Ocracoke Island war cemetery

A Foreign Field (Albeit Ever So Tiny) That is Now Forever England.

There is a Island just off the coast of North Carolina called Ocracoke Island. In a small corner lies a fenced off area with the union Flag flying above it because it is an official British War grave for four men only

It is in fact the last resting place of four sailor crew members of a converted trawler called H.M.S. Bedfordshire. In 1942 on May 11th she was torpedoed by a German U Boat and sank with all hands. 38 in all, but only four bodies were washed ashore and recovered. Only two of these could be identified.

The islanders buried all four together in a small plot of land which was given to the British Government in 1952. The nicely fenced in plot is tended by members of the island’s 22 man Coast Guard Station which some years ago was paying up to $500 a year for it’s upkeep. The chief of the Coast Guards said they had been tending it and paying for it for a long time out of their own funds but then the Philadelphia branch of the British Legion had sent a couple of hundred dollars towards it.
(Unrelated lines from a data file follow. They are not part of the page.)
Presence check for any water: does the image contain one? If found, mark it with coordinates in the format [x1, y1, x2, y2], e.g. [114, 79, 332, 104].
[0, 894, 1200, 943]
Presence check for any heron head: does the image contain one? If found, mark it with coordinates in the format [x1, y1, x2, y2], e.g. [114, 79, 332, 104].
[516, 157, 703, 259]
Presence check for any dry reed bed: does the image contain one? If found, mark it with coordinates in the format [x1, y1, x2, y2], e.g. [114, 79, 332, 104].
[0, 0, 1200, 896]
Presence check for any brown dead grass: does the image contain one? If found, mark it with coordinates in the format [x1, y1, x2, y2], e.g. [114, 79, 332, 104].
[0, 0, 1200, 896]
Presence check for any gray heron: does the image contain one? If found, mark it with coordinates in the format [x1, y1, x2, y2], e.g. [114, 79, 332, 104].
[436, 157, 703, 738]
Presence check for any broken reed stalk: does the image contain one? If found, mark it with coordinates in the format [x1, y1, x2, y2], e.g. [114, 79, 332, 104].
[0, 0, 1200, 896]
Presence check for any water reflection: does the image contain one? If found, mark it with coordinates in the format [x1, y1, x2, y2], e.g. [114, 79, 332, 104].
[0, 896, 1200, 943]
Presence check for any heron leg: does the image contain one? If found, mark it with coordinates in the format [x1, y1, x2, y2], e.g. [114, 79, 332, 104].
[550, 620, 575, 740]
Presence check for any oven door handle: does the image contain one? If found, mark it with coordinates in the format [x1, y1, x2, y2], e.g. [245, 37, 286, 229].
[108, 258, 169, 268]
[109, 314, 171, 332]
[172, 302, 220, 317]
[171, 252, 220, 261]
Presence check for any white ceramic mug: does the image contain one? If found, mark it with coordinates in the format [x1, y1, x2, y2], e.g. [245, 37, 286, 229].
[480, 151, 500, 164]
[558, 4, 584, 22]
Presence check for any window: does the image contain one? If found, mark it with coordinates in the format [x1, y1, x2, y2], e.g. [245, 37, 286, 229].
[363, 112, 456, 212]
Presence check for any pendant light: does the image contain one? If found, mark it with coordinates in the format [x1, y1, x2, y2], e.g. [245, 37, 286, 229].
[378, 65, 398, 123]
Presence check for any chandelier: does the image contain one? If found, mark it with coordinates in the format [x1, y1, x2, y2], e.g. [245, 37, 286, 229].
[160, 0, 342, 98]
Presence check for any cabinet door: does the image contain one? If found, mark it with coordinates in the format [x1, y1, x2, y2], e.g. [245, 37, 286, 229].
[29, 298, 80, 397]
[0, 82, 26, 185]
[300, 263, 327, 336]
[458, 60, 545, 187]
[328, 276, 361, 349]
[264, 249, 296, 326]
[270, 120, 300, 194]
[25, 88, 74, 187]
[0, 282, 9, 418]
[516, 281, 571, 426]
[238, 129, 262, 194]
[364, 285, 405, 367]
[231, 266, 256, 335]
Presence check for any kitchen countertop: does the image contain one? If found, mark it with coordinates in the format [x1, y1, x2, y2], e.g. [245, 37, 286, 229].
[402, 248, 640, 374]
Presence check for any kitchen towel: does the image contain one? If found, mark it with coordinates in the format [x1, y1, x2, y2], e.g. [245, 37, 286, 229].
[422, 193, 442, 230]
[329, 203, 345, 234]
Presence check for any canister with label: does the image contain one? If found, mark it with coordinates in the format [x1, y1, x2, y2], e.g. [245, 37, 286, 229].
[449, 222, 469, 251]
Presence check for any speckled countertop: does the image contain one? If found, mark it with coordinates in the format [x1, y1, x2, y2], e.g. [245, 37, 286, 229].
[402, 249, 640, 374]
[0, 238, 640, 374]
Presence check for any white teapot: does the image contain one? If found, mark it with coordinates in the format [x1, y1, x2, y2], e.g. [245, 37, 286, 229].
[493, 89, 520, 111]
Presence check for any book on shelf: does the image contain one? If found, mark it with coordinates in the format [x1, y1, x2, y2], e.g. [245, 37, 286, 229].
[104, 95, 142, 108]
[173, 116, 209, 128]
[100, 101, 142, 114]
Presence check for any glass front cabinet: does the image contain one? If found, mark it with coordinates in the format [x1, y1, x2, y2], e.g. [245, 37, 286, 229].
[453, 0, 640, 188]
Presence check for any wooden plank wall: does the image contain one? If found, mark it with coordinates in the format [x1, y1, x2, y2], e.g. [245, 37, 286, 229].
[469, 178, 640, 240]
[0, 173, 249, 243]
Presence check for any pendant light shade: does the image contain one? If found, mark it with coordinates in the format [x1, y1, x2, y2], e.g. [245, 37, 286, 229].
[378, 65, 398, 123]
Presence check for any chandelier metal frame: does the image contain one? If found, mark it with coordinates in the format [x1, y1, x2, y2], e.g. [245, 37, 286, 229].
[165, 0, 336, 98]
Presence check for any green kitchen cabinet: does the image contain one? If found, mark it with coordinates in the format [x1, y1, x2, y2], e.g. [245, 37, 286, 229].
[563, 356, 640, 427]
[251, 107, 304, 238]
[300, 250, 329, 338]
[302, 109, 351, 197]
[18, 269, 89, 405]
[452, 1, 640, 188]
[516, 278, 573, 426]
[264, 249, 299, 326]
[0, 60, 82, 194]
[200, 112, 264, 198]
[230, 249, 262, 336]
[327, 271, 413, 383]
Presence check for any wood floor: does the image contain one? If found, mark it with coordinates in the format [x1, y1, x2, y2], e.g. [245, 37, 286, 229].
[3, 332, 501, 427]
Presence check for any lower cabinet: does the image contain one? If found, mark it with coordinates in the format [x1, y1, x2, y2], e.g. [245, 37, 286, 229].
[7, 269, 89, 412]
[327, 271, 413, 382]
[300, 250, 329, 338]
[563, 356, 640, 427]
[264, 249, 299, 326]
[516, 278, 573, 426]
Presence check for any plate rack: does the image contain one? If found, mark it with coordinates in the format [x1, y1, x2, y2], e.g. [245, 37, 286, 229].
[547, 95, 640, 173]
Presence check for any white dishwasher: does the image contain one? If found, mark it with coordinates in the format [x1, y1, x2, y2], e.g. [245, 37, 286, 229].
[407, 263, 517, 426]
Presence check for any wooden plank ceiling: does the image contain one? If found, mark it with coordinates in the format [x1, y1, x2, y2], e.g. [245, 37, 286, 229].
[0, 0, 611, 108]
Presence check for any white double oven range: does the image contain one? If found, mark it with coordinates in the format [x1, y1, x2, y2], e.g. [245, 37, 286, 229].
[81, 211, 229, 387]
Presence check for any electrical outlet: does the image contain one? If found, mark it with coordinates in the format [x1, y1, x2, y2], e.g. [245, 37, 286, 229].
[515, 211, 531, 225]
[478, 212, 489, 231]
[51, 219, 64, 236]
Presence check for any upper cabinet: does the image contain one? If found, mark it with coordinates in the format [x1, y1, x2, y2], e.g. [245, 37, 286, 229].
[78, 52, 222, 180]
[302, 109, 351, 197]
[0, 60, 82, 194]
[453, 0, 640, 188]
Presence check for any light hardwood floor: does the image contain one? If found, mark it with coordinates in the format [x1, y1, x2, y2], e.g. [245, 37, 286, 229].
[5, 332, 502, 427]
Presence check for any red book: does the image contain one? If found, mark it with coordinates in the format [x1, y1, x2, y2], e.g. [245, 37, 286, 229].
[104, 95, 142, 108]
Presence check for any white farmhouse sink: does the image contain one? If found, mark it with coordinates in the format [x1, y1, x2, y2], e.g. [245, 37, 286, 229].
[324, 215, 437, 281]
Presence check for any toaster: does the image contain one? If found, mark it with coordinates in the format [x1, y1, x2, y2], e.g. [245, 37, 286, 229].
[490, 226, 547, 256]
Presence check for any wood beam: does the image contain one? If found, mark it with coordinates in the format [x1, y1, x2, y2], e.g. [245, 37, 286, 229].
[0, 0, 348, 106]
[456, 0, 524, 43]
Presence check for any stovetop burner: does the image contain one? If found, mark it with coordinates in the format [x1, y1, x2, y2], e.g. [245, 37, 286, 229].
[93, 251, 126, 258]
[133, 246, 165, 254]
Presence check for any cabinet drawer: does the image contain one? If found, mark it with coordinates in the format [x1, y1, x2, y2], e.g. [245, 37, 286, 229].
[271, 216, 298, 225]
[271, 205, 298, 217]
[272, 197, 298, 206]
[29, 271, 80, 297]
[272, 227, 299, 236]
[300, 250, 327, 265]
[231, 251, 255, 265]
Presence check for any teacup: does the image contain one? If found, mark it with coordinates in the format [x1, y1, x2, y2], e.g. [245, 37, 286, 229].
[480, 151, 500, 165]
"We used to beg for new Union Flags from the Royal Navy because we hated to see a faded flag flying over the graves". The Lord Mayor of Plymouth of the day (who took the accompanying photograph), Mr Dennis Dicker visited and promised to send a new flag each year in time for the annual May 11th remembrance ceremony. This is attended each year by representatives of the Navy and British Embassy and we fire a 21 gun salute. Canadian navy representatives also attend because there were Canadians on board. We do not know the nationality of the two unidentified sailors who may have been Canadians, but we do know Canadians were lost just the same so all are honoured together."